Vérifier la signature
Décoder un JWT vous dit ce qu’il affirme ; le vérifier vous dit s’il faut croire ces affirmations. La vérification recalcule la signature à partir du header et du payload avec une clé et vérifie qu’elle correspond. Il existe deux familles d’algorithmes, qui utilisent des types de clés différents :
- HMAC (HS256, HS384, HS512) : un schéma symétrique. Le même secret partagé signe et vérifie. Fournissez ce secret pour vérifier.
- RSA et ECDSA (RS256, PS256, ES256 et apparentés) : des schémas asymétriques. Une clé privée signe et une clé publique vérifie. Fournissez la clé publique au format PEM pour vérifier — vous n’avez jamais besoin de la clé privée seulement pour contrôler un jeton.
Cet outil détecte l’algorithme depuis le header automatiquement et vérifie entièrement dans votre navigateur avec la Web Crypto API, si bien que ni le jeton ni la clé ne sont jamais téléversés.
Lire les claims standard
Quelques noms de claim sont normalisés (on les appelle « registered claims »).

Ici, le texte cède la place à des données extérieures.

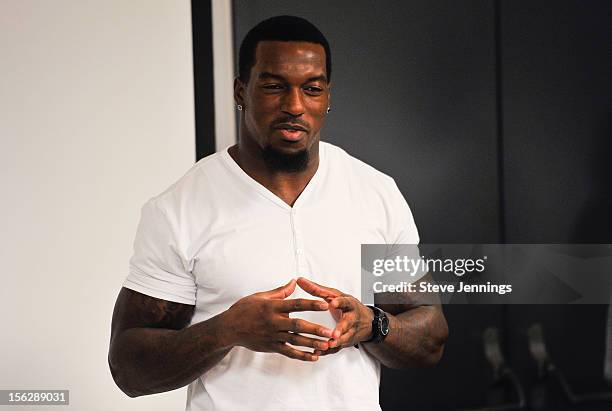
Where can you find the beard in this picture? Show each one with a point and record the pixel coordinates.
(276, 160)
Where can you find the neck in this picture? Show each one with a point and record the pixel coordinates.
(285, 185)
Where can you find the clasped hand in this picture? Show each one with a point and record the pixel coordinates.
(261, 322)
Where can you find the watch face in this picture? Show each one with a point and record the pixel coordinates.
(384, 329)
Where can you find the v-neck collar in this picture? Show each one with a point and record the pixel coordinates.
(264, 191)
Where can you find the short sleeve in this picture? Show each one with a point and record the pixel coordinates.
(157, 267)
(401, 226)
(402, 238)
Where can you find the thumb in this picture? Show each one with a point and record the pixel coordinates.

L’outil les étiquette et convertit ceux basés sur le temps, des horodatages Unix bruts vers votre heure locale, avec un statut en langage clair pour voir d’un coup d’œil si un jeton est actif, expiré ou pas encore valide :
- exp — heure d’expiration : après ce moment, le jeton doit être rejeté.
- nbf — not before : le jeton n’est pas valide avant ce moment.
- iat — issued at : quand le jeton a été créé.
- iss — issuer : qui a créé le jeton.
- sub — subject : qui ou quoi le jeton concerne (souvent un ID utilisateur).
- aud — audience : à qui le jeton est destiné.
- jti — un identifiant unique pour le jeton.
Questions fréquentes
- Mon jeton ou ma clé sont-ils envoyés quelque part ?
- Non. Le décodage et la vérification de la signature s’exécutent entièrement dans votre navigateur avec la Web Crypto API. Le jeton, le secret et la clé publique ne quittent jamais votre appareil, il est donc sûr d’inspecter des jetons de production.
- Quels algorithmes de signature peut-il vérifier ?
- HMAC (HS256, HS384, HS512) avec un secret partagé, et RSA (variantes RS et PS) et ECDSA (ES256, ES384) avec une clé publique au format PEM. L’algorithme est détecté automatiquement depuis le header du jeton.
- Un JWT est-il chiffré ?
- Non. Un JWT signé standard est seulement encodé, pas chiffré — n’importe qui peut lire son header et son payload. La signature prouve que le jeton n’a pas été altéré, mais ne cache pas le contenu, ne stockez donc jamais de secrets dans le payload.
- Ai-je besoin de la clé privée pour vérifier un jeton RS256 ?
- Non. Les algorithmes asymétriques vérifient avec la clé publique. Vous n’avez besoin de la clé privée que pour créer (signer) un jeton, jamais pour le contrôler.
- Pourquoi mon jeton s’affiche-t-il comme expiré ?
- Le claim exp est dans le passé par rapport à l’horloge de votre appareil. L’outil convertit exp, nbf et iat vers votre heure locale et affiche un statut pour confirmer d’un coup d’œil la fenêtre de validité du jeton.
- Quelle est la différence entre HS256 et RS256 ?
- HS256 est symétrique : un seul secret partagé signe et vérifie, ce qui est le plus simple quand la même partie fait les deux. RS256 est asymétrique : une clé privée signe et une clé publique vérifie, ce qui permet à de nombreuses parties de vérifier des jetons sans pouvoir les falsifier.
- Puis-je modifier le payload et re-signer le jeton ?
- Cet outil est en lecture seule : il décode et vérifie, mais ne crée ni ne re-signe de jetons. Cela le garde ciblé et évite de manipuler des clés de signature privées.